Distributing the computation is also an important requirement because bioinformatics applications could require very different resources depending on the analysis to perform: multiple alignments of sequences, genome assembling or intensive protein sequence comparison. Biologists and bioinformaticians are combining regularly multiple software packages to analyze their data. They used these software for their intensive processes from Web portals, or through with shell commands or scrips written in interpreted languages.

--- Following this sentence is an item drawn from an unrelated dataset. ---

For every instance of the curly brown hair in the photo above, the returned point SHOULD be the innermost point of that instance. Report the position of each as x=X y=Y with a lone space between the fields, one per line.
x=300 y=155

Regarding the computations and the virtual machines, the main requirements are related to satisfying the software dependencies and the very different behavior of the biological applications in terms of CPU and memory. Some applications only require one CPU but with a lot of memory (96 or 128MB) whereas others require lot of CPUs that are accessed through MPI mechanism. We have built a virtual machine with pre-installed bioinformatics software. To install the required bioinformatics software we used a script system, called `bioapps', that we had developed. This tool download the application package from the reference site and install the compiled binary on the machine. Because the bioinformatics applications require access to reference data to process their analyses, this bioinformatics compute appliance is linked to the biological databases repository appliance, and require to mount the exported volumes containing the biological data.We have predefined a bioinformatics appliance with software such as ClustalW, BLAST, FastA and SSearch. Yet users should connect and run the application by hand, but we are planning to added Web interfaces that could be a local Web portal where the user connect to input his data and run the tool. Or that could be Web service interfaces (with SOAP or RESTful endpoint) that the user could integrate to its standard bioinformatics workflows.
You can deploy your own instance of the Bioinformatics Compute Node appliance. It is available from the StratusLab appliances repository under the 'bio/compute' sub-directory. Once deployed, you connect to your instance through ssh as any usual StratusLab virtual machine. We have pre-installed several bioinformatics applications that are available from the command line: BLAST, FastA, SSearch and ClustalW2. During the deployement, the appliance automatically mount the StratusLab reference biological databases repository volume as the local directory '/biodb'. Then these databases can be used for bioinformatics analyses with the sequence similarity tools like blast, FastA and SSearch. In further developments, we are planning to add Web interfaces to these bioinformatics software to ease the use of them by scientists on the cloud.